Toda esta orientación hacia los géneros menores no puede impedir la inquietud que una época de importantes cambios nos provoca; transformaciones radicales que se producen en el ámbito de la gran política (por lo menos a partir de comienzos de la década de los años noventa) y, también, en ese terreno que tiene mucho más que ver con la realidad, y su capacidad de transformación, que con la verdad (por mucho que todos nos confundimos al respecto): me refiero al terreno de la inextricable unidad que ciencia y tecnología constituyen; especialmente en las ciencias de la información, de las comunicaciones y de la vida.

Estamos en plena decadencia en relación a un paradigma de cultura occidental que ha prevalecido en el mundo durante los últimos quinientos años? ¿Vivimos una redefinición tan radical de lo que por cultura podemos entender que esas pautas iniciadas hacia mil quinientos, y proseguidas durante los cuatro siglos y medio siguientes, han perdido ya toda capacidad de configuración de nuestros valores morales, intelectuales y emocionales? ¿Tendrán razón los pájaros de mal agöero?
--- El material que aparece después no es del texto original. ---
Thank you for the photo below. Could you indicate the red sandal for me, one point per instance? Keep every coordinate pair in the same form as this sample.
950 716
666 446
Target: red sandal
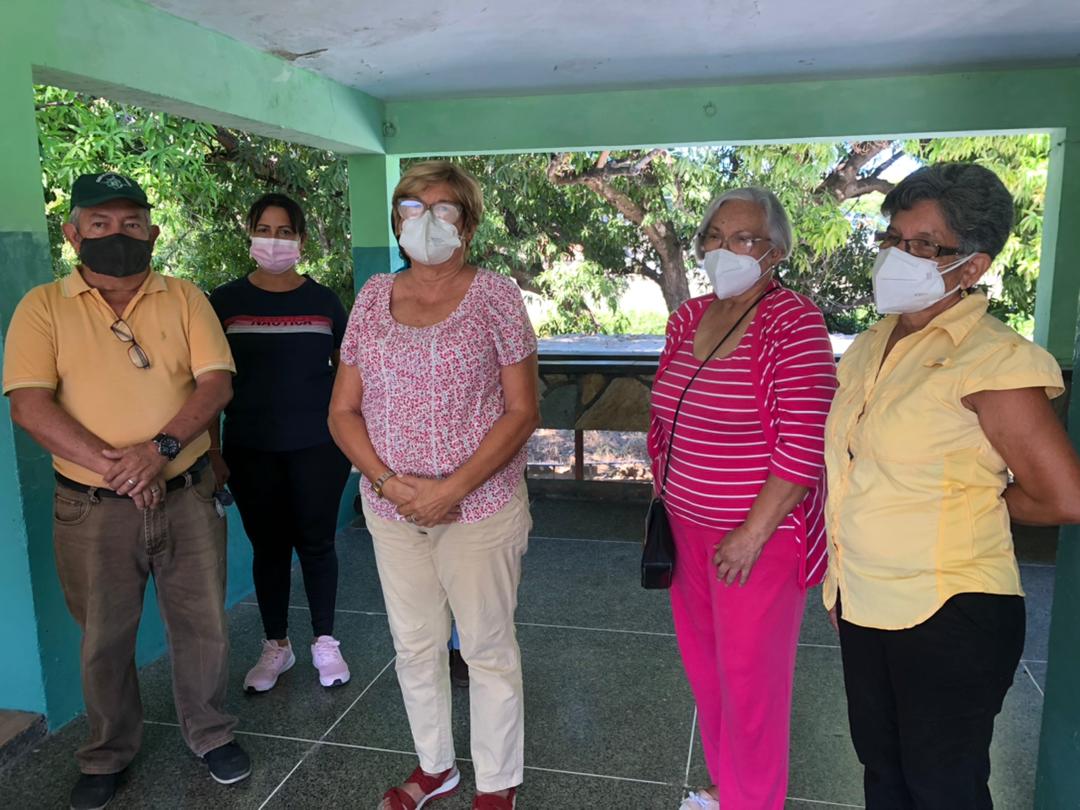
494 801
434 787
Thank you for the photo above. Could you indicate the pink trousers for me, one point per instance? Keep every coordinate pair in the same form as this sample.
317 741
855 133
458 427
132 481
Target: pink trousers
738 646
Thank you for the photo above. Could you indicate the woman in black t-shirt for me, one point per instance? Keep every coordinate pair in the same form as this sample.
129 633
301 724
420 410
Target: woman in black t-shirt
278 456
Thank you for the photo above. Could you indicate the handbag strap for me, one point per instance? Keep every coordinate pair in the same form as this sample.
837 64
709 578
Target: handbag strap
678 407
Así la tesis que sostiene Jacquer Barzún, un nonagenario profesor de francés, en un libro publicado hace tres años. Un libro extraño, algo decepcionante a ratos, pero que no puede ser soslayado con facilidad. Se llama Del amanecer a la decadencia (quinientos años de vida cultural en Occidente).
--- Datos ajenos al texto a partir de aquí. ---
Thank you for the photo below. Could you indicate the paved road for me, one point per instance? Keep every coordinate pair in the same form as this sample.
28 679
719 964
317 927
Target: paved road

De modo precipitado, pero sugerente, el texto, entretenido en su prosecución del arco que conduce del renacimiento hasta la segunda guerra mundial, se arroja en sus páginas finales en la caracterización del tiempo presente como tiempo de conclusión y decadencia. La tesis de este profesor francés entrado en años es que nuestra cultura occidental (europea, americana) se halla, así mismo, muy entrada en años.

Y es que también las tramas del espíritu concluyen, se rematan, mueren. No son ciclos asimilables a la biología, como ingenuamente creyó Spengler. Pero el espíritu tiene también sus pautas vitales, sus ciclos, sus medidas, tiempos, ritmos. Y su cadencia o su coda; o su Finale sinfónico.